Hi,
I have some sequence and want to split the sequence by the N base using python or biopython, but I have not good idea how to split it. The sequence like this:
#!/usr/bin/python2.7
from Bio import SeqIO
import getopt,sys,re
def usage():
print "Usage: split.py -i <input_scaffold_fasta> -o <output_contig_fasta>"
try:
options, remainder=getopt.getopt(sys.argv[1:], 'i:o:h')
except getopt.GetoptError as err:
print str(err)
usage()
sys.exit()
for opt, arg in options:
if opt in ('-i'):
input_file=arg
if opt in ('-h'):
usage()
sys.exit()
elif opt in ('-o'):
output_file=arg
out=open(output_file, 'w')
sequence = ''.join([str(record.seq).strip() for record in SeqIO.parse(input_file, "fasta")])

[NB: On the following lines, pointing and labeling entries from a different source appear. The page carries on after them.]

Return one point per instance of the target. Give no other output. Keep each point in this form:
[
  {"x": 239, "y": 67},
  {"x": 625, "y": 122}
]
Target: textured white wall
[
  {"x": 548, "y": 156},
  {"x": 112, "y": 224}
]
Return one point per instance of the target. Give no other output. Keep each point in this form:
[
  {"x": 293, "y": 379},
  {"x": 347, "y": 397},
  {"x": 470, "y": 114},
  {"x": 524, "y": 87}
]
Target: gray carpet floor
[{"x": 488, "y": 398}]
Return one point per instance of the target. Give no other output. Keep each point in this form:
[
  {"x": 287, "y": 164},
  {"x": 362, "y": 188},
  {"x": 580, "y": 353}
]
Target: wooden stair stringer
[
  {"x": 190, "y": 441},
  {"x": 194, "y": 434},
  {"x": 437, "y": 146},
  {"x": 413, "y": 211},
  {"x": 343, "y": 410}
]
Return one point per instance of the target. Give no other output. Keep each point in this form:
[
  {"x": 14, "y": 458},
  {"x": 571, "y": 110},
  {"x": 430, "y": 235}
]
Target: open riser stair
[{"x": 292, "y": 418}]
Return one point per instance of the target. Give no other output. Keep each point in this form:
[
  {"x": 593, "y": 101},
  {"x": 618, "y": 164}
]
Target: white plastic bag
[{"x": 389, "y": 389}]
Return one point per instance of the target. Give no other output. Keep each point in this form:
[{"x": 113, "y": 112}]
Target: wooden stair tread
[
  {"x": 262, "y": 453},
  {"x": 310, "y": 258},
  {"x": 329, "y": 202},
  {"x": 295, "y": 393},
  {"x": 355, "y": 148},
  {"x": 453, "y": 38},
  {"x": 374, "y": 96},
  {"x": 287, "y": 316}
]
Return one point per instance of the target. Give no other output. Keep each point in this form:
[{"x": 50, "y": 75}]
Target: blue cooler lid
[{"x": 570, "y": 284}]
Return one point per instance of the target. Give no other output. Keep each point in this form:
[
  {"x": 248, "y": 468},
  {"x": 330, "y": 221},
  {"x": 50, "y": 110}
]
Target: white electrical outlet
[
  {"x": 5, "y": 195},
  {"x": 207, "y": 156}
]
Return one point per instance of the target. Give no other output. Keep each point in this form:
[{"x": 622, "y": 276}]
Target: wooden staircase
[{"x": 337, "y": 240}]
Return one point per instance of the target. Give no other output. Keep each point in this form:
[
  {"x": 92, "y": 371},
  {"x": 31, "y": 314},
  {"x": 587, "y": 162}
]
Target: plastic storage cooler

m=re.sub('[nN]+','\n',sequence).split('\n')
for i in range(0,len(m)):
out.write('>contig_'+str(i)+'\n')
out.write(m[i]+'\n')
Remember, you can accept multiple answers, as long as they provide valid solution to your top level problem. Accepting an answer is your single most important contribution to the community, as it helps others that face the same problem you did.
Use bedtools to get compliment of Ns and bedtools getfasta to get fasta for the compliments (The genome file can be generated with samtools faidx and cut )
samtools faidx genome.fa; cut -f 1,2 genome.fa.fai > genome.genome
What do you want to happen when you reach 100 Ns in a row?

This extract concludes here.